We saw water staining on the inside bottom portion of the molding, which confirmed that removing the molding was necessary to prevent mold growth. We stood the molding against a wall to dry.
When the molding was removed, there was maybe a half-inch access to the sill plate. The sill plate is a horizontal piece of lumber to which the vertical studs are nailed to form a support for the sheetrock walls.
When I felt the surface of the sill plate, it was damp. I gave my friend two options: 1) We could either leave things as they were to dry, hoping that we caught the water in time so that not too much water penetrated under the sill plate and onto the paper backing of the sheetrock, or 2) we could cut into the wall cavity, removing the bottom portion of the sheetrock and opening up the area to dry better. A box cutter could be used to cut out the sheetrock.
After discussion, we decided on the first option, again hoping that we caught this spill in time to prevent any substantial amount of water from penetrating into the wall cavity. I explained that if the paper backing of the sheetrock got wet and could not dry out easily, it's a perfect material for mold growth.
Stachybotrys, the toxigenic black mold, particularly likes sheetrock, but it needs water to grow. If the surface dries off quickly, the mold won't grow. Stachybotrys likes the paper backing and also the calcium that leeches out of the sheetrock. Other common allergenic and toxigenic molds like sheetrock, too, such as Aspergillus and Penicillium.
So we crossed our fingers and hoped for the best. The next day, wood surfaces accessed within that half-inch gap were dry to touch. The moisture meter showed that the sheetrock was dry. Was it possible that a little bit of water was trapped under the sill plate? It was possible, but the risk was not worth tearing apart the wall.
My friend did not own a dehumidifier, or we would have run it in the area. In hindsight, we could have set up a fan. Dehumidifiers and fans can be used in the early stages of a water spill, before mold has a chance to grow. They should not be used without careful consideration later, after mold is established, because fans could blow spores about, and lowering the relative humidity can provoke mold to release spores.
Lastly, we propped up the pulled back carpet to allow access to air on both sides of the damp carpet. By the next day, the carpet was dry. The carpet was synthetic, which is more resistant to mold growth the natural carpet. Synthetic carpet has other downsides, but this at least is a positive.
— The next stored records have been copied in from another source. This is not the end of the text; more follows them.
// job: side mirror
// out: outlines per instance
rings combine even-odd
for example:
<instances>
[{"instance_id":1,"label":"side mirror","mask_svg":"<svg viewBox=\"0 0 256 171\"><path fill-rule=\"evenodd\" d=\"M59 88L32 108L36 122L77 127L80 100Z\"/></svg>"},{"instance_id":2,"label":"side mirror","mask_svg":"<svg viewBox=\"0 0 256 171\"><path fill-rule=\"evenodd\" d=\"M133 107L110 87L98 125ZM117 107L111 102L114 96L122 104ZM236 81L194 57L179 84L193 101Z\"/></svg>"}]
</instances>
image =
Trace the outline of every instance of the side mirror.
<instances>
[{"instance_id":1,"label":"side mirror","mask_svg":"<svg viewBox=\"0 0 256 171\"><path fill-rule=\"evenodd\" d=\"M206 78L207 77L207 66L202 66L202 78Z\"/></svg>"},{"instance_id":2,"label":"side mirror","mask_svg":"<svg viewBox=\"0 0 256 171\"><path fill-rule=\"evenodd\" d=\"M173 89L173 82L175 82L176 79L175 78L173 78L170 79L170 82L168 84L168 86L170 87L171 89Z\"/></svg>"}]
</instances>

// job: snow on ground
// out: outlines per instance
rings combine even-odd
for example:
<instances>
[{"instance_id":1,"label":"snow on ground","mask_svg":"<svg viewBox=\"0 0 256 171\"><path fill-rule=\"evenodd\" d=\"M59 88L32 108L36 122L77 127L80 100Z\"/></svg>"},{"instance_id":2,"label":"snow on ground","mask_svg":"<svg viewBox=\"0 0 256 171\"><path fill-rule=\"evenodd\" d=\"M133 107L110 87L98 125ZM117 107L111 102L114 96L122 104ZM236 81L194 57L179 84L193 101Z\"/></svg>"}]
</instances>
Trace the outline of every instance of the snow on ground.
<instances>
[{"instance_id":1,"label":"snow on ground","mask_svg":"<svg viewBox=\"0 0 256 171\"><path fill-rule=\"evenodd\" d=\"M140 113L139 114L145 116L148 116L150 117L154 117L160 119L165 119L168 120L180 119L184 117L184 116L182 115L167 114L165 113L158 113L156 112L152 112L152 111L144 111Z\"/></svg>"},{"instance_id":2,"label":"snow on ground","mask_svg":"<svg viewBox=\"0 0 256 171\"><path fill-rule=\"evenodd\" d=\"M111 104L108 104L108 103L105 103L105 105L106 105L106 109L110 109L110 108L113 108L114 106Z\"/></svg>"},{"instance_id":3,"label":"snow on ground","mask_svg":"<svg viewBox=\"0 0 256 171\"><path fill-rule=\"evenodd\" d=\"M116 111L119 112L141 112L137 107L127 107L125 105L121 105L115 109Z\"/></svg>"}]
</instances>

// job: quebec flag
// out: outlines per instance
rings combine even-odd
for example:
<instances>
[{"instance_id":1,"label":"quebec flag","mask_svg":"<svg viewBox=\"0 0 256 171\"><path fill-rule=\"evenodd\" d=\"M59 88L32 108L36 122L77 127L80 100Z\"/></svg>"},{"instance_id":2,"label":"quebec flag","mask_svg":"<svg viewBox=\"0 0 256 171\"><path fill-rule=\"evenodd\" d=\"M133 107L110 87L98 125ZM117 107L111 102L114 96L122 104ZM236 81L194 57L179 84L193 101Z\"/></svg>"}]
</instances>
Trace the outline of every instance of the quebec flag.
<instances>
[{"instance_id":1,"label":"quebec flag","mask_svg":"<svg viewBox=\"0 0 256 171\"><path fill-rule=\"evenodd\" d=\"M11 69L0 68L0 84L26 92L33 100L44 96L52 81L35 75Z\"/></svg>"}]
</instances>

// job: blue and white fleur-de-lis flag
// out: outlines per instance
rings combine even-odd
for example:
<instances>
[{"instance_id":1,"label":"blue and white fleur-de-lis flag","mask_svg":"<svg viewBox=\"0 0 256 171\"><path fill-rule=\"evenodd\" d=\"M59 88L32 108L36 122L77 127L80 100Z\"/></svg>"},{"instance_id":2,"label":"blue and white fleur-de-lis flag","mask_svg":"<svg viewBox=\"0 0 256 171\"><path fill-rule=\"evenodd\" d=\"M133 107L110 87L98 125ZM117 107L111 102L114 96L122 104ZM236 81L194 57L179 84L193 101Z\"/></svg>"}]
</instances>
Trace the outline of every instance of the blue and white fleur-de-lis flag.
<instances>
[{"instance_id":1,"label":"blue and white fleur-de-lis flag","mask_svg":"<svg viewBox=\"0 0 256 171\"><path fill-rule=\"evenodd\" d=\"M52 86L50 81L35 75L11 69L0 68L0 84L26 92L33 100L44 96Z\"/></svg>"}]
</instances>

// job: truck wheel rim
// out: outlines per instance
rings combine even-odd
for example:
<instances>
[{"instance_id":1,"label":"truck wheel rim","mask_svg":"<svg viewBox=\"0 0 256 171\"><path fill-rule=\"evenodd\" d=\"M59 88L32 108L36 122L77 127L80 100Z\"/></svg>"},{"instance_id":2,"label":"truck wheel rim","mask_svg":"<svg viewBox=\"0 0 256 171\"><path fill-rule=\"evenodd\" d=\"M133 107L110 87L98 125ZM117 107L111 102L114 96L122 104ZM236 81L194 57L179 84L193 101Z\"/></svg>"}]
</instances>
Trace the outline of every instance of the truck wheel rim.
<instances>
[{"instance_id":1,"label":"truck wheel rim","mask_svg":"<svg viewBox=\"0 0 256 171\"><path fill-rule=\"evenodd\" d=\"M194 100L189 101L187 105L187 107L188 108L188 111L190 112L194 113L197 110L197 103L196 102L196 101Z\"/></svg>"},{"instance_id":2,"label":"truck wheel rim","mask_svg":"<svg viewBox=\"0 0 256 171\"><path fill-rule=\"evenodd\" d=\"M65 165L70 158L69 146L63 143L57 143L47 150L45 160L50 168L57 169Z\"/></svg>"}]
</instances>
Natural fiber carpet and padding are at greater risk for mold growth, though not if they are dry by the next day.
We left the entire area open to the air for a second day for good measure, before putting everything back in place, starting with the piece of dried padding.
Considering that my friend's original intent was just to leave everything in place and "let it dry out" by itself, she's lucky that her environmental inspector was with her, for she surely would have had a big mold issue a week or two down the road.
That's sopping carpet padding would have contaminated the plywood subflooring, and the wet area behind the molding would have caused mold growth in those dark enclosed spaces.